Rouvillois, ce cavalier sportif, est à son aise dans cette irrésistible chevauchée à travers le moutonnement des paysages lorrains et des Vosges du nord. Leclerc n’ignore rien de ses qualités dont il sait qu’elles vont lui être précieuses pour prendre de vitesse l’ennemi.
Aussi, dès le 16 novembre à Baccarat, lui a-t-il confié, avant de lancer les groupements de sa division blindée à l’attaque des doubles défenses ennemies établies à grand renfort de main-d’œuvre de la « guerre totale » dans le massif vosgien — les Vogesenstellung —, des escadrons de cavalerie blindée qui ne cessent de s’illustrer depuis la bataille de Normandie et leur audacieux déboulé sur Paris.

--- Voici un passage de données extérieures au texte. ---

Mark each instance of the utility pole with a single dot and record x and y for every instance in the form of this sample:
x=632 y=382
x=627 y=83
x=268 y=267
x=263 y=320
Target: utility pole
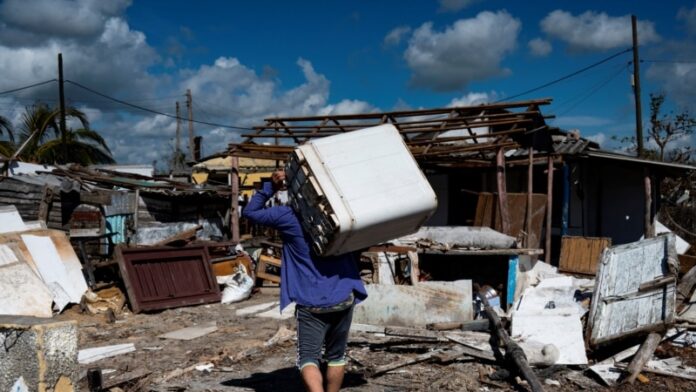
x=636 y=88
x=189 y=106
x=178 y=130
x=61 y=100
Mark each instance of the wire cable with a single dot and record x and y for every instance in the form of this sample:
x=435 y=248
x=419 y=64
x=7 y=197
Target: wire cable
x=14 y=90
x=572 y=103
x=568 y=76
x=669 y=61
x=155 y=111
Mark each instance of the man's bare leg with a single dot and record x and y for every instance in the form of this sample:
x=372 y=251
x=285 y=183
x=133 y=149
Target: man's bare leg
x=334 y=378
x=311 y=375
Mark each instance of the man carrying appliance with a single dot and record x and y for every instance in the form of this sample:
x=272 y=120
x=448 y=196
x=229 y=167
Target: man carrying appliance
x=324 y=289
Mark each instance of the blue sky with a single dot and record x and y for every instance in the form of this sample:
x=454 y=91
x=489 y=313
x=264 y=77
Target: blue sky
x=248 y=60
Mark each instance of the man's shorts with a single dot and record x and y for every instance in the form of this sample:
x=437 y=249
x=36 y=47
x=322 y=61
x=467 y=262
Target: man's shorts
x=329 y=329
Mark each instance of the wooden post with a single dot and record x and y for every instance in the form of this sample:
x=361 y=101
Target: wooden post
x=177 y=147
x=502 y=191
x=61 y=101
x=530 y=192
x=189 y=106
x=513 y=352
x=649 y=229
x=234 y=179
x=549 y=206
x=636 y=88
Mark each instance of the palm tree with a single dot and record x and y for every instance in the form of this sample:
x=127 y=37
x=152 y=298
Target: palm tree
x=6 y=146
x=47 y=144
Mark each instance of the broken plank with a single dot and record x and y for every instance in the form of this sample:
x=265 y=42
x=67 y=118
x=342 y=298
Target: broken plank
x=379 y=370
x=94 y=354
x=190 y=333
x=475 y=325
x=411 y=332
x=460 y=351
x=645 y=352
x=124 y=378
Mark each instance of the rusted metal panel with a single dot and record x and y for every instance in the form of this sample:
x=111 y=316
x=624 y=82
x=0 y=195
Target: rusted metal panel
x=581 y=255
x=164 y=277
x=635 y=290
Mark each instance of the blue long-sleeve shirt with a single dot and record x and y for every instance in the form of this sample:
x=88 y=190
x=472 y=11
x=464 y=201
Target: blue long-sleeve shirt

Le vibrant ordre du jour que Rouvillois adresse aussitôt à ses troupes sonne comme une charge.
« J’ai la joie, leur annonce-t-il, de prendre le commandement de notre 12e cuirassiers que beaucoup d’entre vous et moi avons fait renaître sur la terre d’Afrique. Depuis, j’ai combattu à la tête de chacun de vos escadrons, je dirai même auprès de chacun d’entre vous.
Je connais votre allant et je sais l’admiration que nous suscitons ; elle est due au culte vivifiant de nos héros dont nous sommes prêts à suivre l’exemple, au respect de nos traditions qui se traduisent chaque jour par la bonne humeur dans les situations les plus difficiles, par le souci de la tenue malgré la boue et le froid. » Nous sommes dignes des prestigieux cuirassiers de Reichshoffen et de Morsbronn. Nous attendons avec impatience que sonne l’heure de la charge sur le plateau lorrain et la plaine d’Alsace. Nous savons les diffcultes qui nous attendent, mais nous surprendrons l’ennemi par notre audace. Qu’importe notre vie pourvu que notre étendard flotte sur les bords du Rhin et que vive la France.»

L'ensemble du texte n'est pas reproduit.